Multivariate Lomax distribution can be derived as the probability
distribution of a \(k\)-component system where \(k\) independent exponential
random variables have a common environment or mixing parameter following
a gamma distribution with shape parameter \(a\) and scale parameter \(b\).
Let the corresponding random vector be \(\mathbf{X}=(X_1,\cdots,X_k)'\).
The probability density function of \(\mathbf{X}\) is given by
((1)), and the joint survival function of \(\mathbf{X}\) is
\[\begin{aligned}
S(x_1, \dots, x_k) = \left( 1+\sum_{i=1}^{k} \theta_i x_i \right)^{-a}, \quad x_i > 0, a>0, \theta_i>0, i=1,\dots,k. \label{Eq:MLSv}
\end{aligned} \tag{2}\]
Specifically, the pivotal result that we use is given by the following
theorem (see Nayak (1987)),
Theorem 2.1: Conditioned on fixed mixing parameter \(\eta\),
representing the environment effect, let \(X_1, \cdots, X_k\) be
independent exponentially distributed random variables with failure
rates \(\eta \lambda_1, \cdots, \eta \lambda_k\), respectively. Let the
environment effect \(\eta\) be distributed as a Gamma random variate with
probability density
\[\begin{aligned}
g(\eta) = b^a \exp(-\eta b) \eta^{a-1}/\Gamma(a), \eta > 0, a,b > 0.
\end{aligned}\]
Then, the unconditional joint density of \(X_1, \cdots,X_k\) is given by
((1)), where \(\theta_i = \lambda_i/b, i=1,\cdots,k\). Clearly,
without loss of generality, \(b\) can be taken as 1, in which case
\(\theta_i=\lambda_i\), \(i=1,\cdots, k\).

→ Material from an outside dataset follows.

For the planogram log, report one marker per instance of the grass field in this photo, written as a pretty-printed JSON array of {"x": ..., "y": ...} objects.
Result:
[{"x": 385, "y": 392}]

In view of the above result, we implement the simulation from \(k\)-dimensional multivariate Lomax distribution by adopting the following algorithm.

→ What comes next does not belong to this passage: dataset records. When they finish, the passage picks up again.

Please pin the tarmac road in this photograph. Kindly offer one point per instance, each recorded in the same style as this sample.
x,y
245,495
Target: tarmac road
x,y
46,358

Algorithm-ML\(_k(a; \theta_1,\dots, \theta_k)\):
Generate a random number \(\eta\) from Gamma\((a,1)\) distribution;
With \(\eta\) as generated in Step 1, generate \(k\)-independent random variables \(X_i\), \(i=1,\dots,k\), each from exponential distribution with parameter \(\eta \theta_i\), \(i=1,\dots,k\), respectively. Let \(\mathbf{X}=(X_1,X_2,\cdots,X_k)'\);
To obtain a random sample of size \(n\), repeat the Steps 1 and 2 \(n\) times.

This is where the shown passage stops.